AUSTIN (KXAN) — Hundreds of volunteers arrived at Rowing Dock and Epic SUP this Earth Day to sweep the banks of Lady Bird Lake, and they removed just below 6,000 pounds of litter from the area.

Austin FC, Kendra Scott and YETI contributed prizes for volunteers that brought in the most trash, the heaviest item and the weirdest item.

Kate Aoueille, Rowing Dock’s director of marketing and communications, said the cleanup originated with Rowing Dock’s weekly “kayak cleanup crew,” a response to a noticeable increase in trash around the lake.

But for this year’s Earth Day, Rowing Dock wanted to make a bigger splash.

“Through that program alone, we’ve brought through about 1,000 people and removed about 4,000 pounds of trash from the lake,” Aoueille said. “We wanted to launch it on a larger scale and involve the entire Austin community, which is why we incorporated the land component and brought Epic SUP on as our partners on the east side.”

Rowing Dock’s usual day-to-day operations as a boat rental service prepared them well for the event.

“We typically see very high volumes every few hours, so it’s not that unusual. But we’ve never hosted an all-day event that’s brought together about 1,500 people,” Aoueille said.

The volunteers, many of whom came as part of a group or business, could either follow a land route or take a boat. The land teams were sent on unique routes to avoid having later crews cover ground already cleaned by earlier volunteers. Crews on the water searched near the shoreline of the lake.

All were armed with trash bags, gloves and a reach extender.

“If you’ve got the same routes happening every two hours, there’s not going to be as much trash.
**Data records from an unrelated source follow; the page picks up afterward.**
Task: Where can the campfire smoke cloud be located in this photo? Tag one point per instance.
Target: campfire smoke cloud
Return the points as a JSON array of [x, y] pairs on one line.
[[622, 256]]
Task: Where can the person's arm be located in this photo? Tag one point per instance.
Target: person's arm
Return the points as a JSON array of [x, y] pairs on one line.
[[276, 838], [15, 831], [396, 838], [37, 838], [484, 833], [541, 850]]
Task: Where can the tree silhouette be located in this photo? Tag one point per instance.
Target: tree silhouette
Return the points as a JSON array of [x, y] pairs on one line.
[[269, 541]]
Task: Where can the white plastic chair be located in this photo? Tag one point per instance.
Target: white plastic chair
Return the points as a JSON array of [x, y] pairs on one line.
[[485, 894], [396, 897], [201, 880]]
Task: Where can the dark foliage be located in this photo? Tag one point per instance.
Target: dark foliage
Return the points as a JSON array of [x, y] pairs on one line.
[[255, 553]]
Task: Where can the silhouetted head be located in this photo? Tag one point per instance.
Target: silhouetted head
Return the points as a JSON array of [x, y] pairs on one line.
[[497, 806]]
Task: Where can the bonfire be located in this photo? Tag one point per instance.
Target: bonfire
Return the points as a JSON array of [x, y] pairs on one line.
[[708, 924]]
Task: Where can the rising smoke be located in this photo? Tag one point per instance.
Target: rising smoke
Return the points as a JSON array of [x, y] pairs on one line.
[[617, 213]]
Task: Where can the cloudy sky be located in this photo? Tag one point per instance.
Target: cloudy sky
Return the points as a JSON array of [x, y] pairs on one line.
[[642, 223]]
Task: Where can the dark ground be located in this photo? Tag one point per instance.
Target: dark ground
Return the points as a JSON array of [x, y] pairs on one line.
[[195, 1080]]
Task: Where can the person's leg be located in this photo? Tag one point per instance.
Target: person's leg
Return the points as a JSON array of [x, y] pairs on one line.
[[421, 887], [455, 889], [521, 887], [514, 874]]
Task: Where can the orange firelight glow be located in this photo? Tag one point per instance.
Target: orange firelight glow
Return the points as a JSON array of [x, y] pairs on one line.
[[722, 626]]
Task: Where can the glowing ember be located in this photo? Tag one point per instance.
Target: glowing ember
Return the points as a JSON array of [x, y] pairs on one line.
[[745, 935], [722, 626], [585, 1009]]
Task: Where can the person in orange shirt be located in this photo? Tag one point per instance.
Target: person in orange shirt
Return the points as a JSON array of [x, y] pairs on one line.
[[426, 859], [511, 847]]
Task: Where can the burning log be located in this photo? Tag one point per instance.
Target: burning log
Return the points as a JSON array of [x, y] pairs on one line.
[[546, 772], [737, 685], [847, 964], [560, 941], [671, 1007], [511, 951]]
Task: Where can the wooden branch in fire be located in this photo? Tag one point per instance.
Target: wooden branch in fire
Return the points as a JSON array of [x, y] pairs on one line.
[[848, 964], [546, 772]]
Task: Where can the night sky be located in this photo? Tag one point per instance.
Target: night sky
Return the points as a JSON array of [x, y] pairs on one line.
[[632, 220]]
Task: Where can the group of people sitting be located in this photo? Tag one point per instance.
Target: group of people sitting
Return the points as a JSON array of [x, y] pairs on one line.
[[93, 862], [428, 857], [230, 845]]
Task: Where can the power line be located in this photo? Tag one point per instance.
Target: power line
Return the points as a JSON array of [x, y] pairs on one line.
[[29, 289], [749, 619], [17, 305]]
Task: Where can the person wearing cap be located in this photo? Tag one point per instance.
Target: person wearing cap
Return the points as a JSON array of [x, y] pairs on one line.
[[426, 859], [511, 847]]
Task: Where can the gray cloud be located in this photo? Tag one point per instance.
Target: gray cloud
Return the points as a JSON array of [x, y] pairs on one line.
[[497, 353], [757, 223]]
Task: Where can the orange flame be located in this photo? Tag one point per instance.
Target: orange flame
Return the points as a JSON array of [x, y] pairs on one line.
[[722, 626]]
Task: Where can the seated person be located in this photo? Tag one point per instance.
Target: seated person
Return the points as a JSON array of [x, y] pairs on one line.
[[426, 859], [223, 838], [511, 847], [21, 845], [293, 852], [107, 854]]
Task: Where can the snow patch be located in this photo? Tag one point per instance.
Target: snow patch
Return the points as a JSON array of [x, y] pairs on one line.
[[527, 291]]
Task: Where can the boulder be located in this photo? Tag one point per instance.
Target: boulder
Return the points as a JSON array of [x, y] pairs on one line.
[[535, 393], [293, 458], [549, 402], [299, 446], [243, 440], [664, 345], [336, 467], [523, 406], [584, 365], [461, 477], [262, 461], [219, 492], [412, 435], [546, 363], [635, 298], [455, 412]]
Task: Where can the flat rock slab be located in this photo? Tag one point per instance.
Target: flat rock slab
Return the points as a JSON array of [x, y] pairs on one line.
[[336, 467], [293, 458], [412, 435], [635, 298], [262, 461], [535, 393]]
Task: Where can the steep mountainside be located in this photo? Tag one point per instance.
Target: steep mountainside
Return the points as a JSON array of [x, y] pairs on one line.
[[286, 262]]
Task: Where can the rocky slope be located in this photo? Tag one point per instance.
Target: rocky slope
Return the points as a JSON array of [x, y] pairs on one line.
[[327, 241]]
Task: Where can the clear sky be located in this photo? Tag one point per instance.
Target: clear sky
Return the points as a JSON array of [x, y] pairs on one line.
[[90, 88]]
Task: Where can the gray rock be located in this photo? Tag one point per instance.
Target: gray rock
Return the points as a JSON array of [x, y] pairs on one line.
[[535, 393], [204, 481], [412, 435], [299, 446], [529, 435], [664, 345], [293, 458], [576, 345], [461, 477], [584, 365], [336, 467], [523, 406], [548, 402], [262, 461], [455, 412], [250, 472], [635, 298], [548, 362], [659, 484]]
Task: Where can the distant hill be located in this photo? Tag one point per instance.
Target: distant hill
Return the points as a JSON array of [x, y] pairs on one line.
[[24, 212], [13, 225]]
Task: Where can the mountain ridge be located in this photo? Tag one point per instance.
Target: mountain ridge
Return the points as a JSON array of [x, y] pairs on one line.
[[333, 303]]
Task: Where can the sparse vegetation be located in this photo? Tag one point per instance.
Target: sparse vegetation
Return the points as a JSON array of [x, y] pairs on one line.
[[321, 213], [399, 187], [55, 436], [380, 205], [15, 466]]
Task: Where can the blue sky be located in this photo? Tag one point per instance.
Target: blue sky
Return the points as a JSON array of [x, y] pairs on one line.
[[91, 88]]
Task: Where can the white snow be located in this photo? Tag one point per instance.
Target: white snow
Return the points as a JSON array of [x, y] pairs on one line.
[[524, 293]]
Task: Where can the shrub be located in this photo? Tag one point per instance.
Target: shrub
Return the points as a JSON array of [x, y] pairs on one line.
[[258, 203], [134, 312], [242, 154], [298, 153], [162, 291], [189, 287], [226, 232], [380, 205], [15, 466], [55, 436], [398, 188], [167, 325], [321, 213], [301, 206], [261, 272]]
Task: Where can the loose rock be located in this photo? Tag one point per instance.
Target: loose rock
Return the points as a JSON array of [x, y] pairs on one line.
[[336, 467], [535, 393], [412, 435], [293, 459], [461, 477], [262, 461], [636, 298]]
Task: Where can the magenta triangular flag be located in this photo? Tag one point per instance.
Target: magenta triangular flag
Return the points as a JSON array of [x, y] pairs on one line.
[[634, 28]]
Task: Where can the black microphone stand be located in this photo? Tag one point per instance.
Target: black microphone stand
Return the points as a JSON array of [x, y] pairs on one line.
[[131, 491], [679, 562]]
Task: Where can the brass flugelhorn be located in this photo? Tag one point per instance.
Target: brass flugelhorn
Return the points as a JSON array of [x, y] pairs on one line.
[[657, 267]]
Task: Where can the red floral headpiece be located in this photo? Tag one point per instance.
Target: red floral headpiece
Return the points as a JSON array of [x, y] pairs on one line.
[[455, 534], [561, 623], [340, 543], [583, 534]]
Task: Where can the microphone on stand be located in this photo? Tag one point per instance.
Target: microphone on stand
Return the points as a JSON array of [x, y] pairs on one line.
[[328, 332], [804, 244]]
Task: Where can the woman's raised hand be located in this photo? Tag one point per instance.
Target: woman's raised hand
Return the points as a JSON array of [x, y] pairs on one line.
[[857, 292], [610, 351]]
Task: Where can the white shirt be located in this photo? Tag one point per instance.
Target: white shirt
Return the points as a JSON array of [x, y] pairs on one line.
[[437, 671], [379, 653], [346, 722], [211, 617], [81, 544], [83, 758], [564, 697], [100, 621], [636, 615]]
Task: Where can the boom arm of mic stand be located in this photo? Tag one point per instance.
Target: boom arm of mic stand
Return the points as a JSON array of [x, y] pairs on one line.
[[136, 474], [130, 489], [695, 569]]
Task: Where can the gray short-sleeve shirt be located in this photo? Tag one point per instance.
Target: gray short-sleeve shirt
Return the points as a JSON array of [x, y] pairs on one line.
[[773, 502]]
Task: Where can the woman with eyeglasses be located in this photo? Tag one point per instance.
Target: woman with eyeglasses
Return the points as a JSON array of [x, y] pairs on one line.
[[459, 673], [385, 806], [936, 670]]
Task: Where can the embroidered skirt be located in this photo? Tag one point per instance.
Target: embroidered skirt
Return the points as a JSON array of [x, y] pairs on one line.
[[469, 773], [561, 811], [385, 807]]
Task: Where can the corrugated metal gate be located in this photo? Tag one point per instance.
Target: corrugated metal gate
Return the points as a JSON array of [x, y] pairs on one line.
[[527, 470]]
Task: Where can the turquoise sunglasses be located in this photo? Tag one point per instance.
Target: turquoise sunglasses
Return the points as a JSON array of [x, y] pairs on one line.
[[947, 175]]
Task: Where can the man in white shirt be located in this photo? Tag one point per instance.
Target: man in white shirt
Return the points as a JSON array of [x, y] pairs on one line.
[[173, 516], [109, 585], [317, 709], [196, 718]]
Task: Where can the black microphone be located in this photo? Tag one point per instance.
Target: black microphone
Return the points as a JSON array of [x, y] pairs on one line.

So we got creative with developing new routes for every time slot, so people were going to areas that hadn’t been tackled prior,” Aoueille said.

The crews returned laden with bags of trash and some rare finds: a bottle jack, a lawn mower, rental bikes and scooters, an ottoman, chairs, fenders, a fire extinguisher and a washing machine, among other oddities.

The turnout inspires Aoueille for next year’s cleanup, and she hopes this effort can continue as an annual event.

“We’ve been able to accomplish something so large for year one, and seeing community members volunteer, come out and support this initiative has been incredible for us,” Aoueille said. “The excitement that we received from the community has really blown us away, we actually have a waitlist for this event.”